While combat in Deadpool VR isn’t groundbreaking for virtual games, it works well enough and has some solid mechanics. I especially liked being able to toss a gun at a bad guy, which reloads it and bounces it back to Deadpool. Fun stuff! I also liked being able to divekick stunned enemies to pop their heads off. Oh, and flinging Deadpool’s swords at enemies is wonderful. They fly with a lot of speed, autotarget just enough that you always feel cool doing it, and pin their targets to nearby walls.

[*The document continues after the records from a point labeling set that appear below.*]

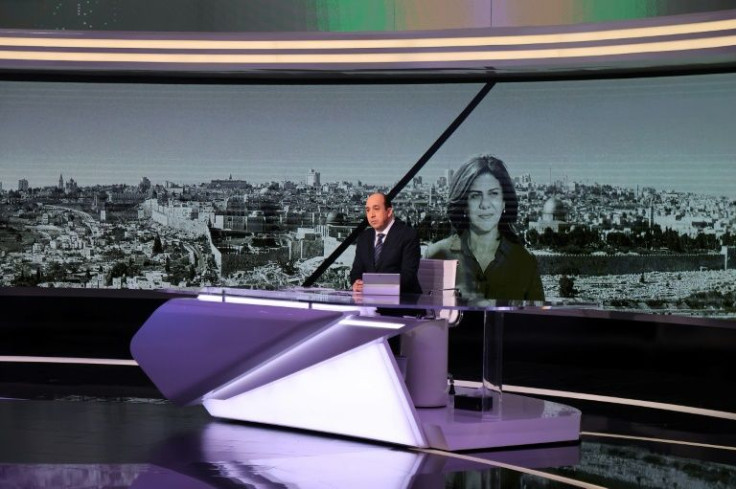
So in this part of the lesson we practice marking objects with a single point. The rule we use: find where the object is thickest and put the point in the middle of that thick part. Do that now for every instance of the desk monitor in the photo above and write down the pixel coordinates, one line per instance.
(381, 283)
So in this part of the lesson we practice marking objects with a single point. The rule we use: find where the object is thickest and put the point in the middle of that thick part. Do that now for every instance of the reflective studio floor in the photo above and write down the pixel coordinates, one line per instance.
(115, 442)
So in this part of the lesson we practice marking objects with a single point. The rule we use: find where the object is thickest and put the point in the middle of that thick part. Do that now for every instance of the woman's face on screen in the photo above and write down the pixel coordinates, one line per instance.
(485, 203)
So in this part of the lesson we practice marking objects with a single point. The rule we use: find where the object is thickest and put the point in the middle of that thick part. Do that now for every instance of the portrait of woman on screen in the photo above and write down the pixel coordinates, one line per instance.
(483, 209)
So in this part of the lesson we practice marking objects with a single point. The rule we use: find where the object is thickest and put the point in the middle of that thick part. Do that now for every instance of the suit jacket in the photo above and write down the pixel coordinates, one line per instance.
(400, 254)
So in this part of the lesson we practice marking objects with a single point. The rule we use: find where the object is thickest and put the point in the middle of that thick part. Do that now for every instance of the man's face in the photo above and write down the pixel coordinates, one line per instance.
(376, 212)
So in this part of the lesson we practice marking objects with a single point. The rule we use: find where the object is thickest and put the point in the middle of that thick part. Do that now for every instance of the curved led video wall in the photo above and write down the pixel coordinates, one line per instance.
(625, 187)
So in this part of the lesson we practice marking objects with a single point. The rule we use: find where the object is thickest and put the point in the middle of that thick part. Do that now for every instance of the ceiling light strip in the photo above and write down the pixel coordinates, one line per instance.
(366, 58)
(69, 360)
(400, 43)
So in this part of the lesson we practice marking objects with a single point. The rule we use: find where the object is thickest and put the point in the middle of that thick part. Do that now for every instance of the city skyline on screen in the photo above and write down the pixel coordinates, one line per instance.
(665, 133)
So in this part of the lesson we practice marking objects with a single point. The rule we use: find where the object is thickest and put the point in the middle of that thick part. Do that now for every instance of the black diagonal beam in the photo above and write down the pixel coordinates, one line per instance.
(404, 181)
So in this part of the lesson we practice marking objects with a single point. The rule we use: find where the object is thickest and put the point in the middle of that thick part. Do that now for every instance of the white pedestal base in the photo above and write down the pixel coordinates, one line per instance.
(521, 421)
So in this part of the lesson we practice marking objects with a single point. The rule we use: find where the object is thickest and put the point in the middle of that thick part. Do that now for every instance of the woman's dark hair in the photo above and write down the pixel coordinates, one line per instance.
(460, 185)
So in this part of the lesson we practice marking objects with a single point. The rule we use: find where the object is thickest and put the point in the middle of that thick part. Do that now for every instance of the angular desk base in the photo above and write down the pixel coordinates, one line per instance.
(321, 371)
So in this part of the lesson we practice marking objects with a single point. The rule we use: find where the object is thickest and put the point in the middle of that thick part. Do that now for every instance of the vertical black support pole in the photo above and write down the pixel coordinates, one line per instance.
(404, 180)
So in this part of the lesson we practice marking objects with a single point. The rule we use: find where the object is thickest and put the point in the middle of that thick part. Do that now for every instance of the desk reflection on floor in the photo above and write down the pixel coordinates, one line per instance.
(233, 455)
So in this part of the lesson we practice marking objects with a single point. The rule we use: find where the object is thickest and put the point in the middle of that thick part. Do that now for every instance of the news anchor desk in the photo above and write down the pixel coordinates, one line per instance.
(320, 360)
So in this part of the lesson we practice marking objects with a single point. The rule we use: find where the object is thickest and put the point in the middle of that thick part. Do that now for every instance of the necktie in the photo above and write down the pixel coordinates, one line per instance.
(378, 248)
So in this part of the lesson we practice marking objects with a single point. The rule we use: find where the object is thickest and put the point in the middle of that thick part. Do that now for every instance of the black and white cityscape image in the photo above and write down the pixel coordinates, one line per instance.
(627, 195)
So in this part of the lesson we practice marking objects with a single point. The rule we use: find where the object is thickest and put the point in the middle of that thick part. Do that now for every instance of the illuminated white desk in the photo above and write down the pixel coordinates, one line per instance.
(320, 361)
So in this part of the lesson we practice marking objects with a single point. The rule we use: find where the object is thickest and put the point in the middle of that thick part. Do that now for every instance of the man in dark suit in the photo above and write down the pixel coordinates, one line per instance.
(389, 246)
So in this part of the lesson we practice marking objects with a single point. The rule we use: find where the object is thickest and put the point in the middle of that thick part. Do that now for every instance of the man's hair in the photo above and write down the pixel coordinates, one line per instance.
(386, 200)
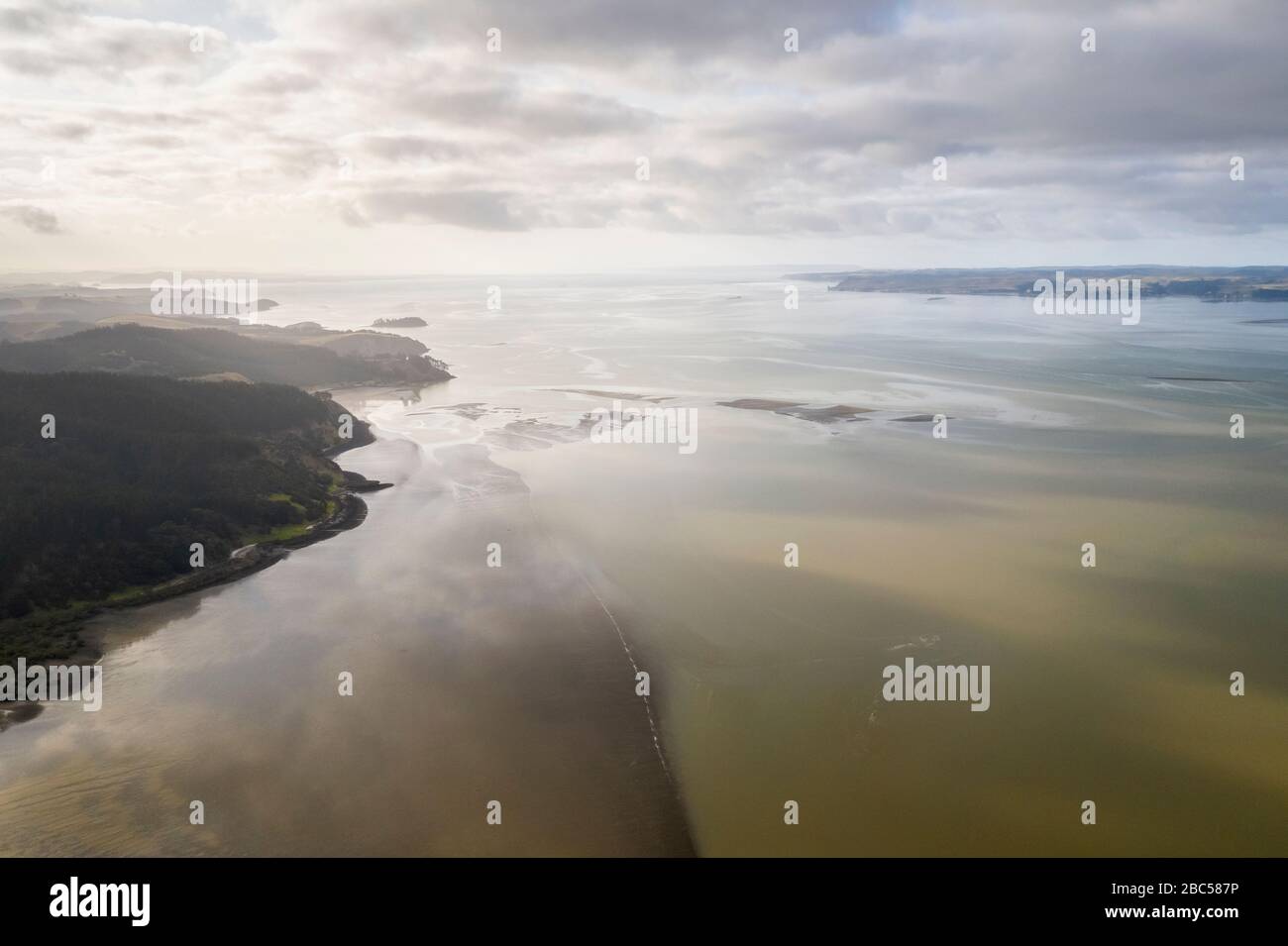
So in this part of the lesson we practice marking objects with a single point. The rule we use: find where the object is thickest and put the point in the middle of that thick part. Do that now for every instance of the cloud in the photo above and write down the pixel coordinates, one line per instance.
(393, 112)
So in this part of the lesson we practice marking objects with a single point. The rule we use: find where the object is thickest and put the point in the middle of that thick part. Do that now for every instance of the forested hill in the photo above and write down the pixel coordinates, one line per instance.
(193, 353)
(141, 468)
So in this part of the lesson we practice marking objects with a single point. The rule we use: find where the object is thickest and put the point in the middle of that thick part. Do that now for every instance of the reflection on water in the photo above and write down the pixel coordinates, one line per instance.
(476, 683)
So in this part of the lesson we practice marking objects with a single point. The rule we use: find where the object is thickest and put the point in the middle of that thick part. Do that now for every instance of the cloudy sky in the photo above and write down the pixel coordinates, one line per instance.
(385, 137)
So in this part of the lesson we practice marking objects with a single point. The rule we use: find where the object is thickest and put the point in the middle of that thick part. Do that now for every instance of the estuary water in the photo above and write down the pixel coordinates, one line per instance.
(500, 604)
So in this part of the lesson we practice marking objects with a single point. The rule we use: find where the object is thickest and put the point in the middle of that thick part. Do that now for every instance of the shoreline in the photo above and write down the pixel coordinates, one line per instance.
(349, 514)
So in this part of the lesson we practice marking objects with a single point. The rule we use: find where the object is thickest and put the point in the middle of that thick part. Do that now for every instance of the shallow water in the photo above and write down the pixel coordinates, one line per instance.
(516, 683)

However, all the guns feel weak, and enemies don’t respond to hits in a way that feels satisfying. Picking up a shotgun, I was excited to blast fools away. But it doesn’t do that at all, and it often took more than one shot with it to take down people, who then didn’t go flying back in an explosion of blood. Boo! This is a Deadpool game, guns should blow people up and feel awesome and powerful.

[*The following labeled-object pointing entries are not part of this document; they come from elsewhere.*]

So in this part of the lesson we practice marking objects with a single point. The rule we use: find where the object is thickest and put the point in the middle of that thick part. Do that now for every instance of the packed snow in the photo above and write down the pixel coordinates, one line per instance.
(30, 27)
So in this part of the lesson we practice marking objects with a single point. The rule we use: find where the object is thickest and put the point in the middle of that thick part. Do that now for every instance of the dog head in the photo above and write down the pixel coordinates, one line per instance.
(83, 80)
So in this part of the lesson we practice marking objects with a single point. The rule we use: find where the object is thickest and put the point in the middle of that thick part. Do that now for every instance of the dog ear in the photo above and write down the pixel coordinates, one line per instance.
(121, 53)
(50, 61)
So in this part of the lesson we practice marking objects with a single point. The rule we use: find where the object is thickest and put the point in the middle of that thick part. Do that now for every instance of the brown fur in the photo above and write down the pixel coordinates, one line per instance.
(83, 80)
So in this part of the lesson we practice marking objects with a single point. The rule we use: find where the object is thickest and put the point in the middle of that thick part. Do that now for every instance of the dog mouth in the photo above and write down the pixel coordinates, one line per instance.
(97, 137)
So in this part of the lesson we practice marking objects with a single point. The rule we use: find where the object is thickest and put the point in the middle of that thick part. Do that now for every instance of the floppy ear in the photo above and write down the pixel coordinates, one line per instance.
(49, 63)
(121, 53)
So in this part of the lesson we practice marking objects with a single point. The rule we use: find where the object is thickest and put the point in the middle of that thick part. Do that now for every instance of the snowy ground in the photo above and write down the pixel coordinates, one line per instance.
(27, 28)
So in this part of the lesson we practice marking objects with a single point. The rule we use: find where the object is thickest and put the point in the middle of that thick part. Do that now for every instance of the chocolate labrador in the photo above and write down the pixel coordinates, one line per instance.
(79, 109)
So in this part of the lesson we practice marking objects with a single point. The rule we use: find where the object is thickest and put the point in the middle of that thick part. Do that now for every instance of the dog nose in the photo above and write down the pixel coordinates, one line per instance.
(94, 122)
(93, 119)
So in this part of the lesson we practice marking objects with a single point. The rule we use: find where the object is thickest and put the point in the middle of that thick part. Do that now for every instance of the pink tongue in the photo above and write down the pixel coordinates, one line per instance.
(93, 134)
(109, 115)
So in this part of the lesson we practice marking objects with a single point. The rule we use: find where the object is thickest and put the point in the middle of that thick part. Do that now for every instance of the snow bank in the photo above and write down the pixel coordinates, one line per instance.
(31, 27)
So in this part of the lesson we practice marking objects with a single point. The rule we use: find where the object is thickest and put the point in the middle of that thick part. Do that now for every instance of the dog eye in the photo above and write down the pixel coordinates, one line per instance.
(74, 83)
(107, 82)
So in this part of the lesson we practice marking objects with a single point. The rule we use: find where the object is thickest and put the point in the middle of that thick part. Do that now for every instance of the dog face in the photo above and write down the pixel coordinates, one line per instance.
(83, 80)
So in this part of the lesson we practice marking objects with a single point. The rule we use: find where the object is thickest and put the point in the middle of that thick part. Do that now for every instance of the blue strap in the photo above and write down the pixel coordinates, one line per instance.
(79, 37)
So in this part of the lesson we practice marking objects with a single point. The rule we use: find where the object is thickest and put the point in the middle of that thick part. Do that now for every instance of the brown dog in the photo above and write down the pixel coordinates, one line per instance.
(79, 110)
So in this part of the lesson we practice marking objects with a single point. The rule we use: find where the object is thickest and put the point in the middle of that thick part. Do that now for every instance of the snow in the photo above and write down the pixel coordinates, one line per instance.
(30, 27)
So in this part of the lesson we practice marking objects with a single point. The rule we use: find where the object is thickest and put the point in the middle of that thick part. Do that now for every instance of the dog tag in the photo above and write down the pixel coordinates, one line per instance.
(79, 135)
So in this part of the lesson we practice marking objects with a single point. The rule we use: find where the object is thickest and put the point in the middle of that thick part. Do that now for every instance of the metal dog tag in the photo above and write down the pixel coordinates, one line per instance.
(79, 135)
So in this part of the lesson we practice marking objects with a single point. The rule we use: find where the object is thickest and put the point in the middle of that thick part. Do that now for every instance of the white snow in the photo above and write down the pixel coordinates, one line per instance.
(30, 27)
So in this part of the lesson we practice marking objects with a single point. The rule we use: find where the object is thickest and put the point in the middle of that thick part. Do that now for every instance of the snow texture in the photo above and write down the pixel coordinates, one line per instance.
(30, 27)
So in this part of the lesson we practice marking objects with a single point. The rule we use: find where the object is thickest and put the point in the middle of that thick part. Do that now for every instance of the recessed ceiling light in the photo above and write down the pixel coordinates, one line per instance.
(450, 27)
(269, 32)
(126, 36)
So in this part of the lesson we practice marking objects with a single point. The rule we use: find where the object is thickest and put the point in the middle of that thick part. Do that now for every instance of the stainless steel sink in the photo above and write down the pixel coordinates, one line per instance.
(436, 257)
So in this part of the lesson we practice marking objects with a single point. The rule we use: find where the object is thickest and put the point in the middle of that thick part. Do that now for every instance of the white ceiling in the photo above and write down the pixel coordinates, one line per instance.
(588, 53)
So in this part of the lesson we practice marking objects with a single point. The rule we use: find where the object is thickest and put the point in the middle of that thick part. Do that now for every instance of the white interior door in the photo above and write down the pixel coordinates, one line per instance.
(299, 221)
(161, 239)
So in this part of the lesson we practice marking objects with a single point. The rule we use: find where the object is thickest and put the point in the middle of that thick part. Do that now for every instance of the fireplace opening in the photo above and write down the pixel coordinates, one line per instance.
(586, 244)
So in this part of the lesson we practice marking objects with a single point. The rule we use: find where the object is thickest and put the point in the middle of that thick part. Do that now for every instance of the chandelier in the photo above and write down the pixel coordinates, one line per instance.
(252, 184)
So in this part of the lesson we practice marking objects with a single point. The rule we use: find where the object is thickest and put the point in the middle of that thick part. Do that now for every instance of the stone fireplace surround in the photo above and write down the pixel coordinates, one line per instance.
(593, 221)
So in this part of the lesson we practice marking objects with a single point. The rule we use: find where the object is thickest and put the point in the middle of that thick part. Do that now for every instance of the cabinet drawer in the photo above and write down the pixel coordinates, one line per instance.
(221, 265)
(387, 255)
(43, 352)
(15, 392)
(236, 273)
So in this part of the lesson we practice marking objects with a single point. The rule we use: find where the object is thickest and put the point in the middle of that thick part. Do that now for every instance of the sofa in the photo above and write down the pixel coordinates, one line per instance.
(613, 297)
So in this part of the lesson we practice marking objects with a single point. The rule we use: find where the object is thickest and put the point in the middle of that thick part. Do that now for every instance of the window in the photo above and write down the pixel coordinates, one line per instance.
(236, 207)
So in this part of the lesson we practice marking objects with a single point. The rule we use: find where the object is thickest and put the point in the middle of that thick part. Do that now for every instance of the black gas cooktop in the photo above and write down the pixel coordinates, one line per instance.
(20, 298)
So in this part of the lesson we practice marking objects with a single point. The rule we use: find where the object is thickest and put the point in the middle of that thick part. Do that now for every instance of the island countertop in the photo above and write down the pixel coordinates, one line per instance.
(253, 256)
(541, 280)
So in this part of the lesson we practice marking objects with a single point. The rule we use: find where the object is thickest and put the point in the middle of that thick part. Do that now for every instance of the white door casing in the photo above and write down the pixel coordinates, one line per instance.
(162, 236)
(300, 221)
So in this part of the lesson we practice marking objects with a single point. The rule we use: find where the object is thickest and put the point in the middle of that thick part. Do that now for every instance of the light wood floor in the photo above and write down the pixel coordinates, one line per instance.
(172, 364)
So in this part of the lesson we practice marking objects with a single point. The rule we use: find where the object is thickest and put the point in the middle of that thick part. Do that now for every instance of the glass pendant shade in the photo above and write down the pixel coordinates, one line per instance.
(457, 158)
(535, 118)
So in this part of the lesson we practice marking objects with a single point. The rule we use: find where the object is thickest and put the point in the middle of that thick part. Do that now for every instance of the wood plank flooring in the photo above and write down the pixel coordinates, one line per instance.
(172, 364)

And you’ll get your fill of all the good and bad of Deadpool VR’s combat and then some because many fights go on way, way too long. At least during these bigger encounters, you can easily fill your special meter, letting you activate a special attack that uses various Marvel character weapons, like Gambit’s cards. During these sections, the game plays different licensed tracks, and I’ll admit I bobbed my head and smiled as I used playing cards charged with energy to slice down a dozen ninjas in a level set in Japan.
Shut the hell up, Deadpool
©Marvel / Meta
But throughout all of this, Neil Patrick Harris is voicing Deadpool, and it is a drag. He often sounds as if he walked into the booth and did one take while reading the script for the first time and called it a day. Often his voice sounds lifeless, his quips lack emotion, and he delivers jokes as well as a kid trying to explain why that one moment in the latest MrBeast video was so damn funny.
What’s odd is that there are times when NPH actually delivers some genuinely funny lines with emotion and care. But they happen so infrequently that it makes me think he or whoever was in charge of directing his performance decided that for most of the game, Deadpool should be disconnected and nonchalant. It doesn’t work and just makes the few moments where he does come alive feel out of place. And the writing doesn’t help, with a lot of jokes and material being the kind of dialogue that would get cut from the first draft of a Ryan Reynolds-led Deadpool movie. I’d say the ratio of jokes that actually got a laugh out of me was about 1 in 5.
I don’t even hate Deadpool! In fact, I really liked the last two movies and that Xbox-360-era game. If someone like me was struggling with some of the writing and with NPH’s performance, I’m not sure how people who truly despise Deadpool will handle playing Deadpool VR. Having your head strapped into a hot machine that screams Deadpool lines directly into your ear for hours might be like torture for them. *shudders.*
Ultimately, if you mostly like Deadpool, you own a Quest 3 or Quest 3S VR headset, and you don’t mind playing through levels that lack the interactivity seen in games like Half-Life: Alyx, I’d recommend Deadpool VR. But be prepared for a bleh intro, bad jokes, and performance hiccups that can make the game chug hard. I have a strong VR stomach and powered through these moments, but others might not make it without feeling sick. And if you hate Deadpool, well, you’ll probably feel sick for a whole other reason. So to Deadpool haters, I’d advise staying away from Deadpool VR. Doubt I needed to warn you anyway.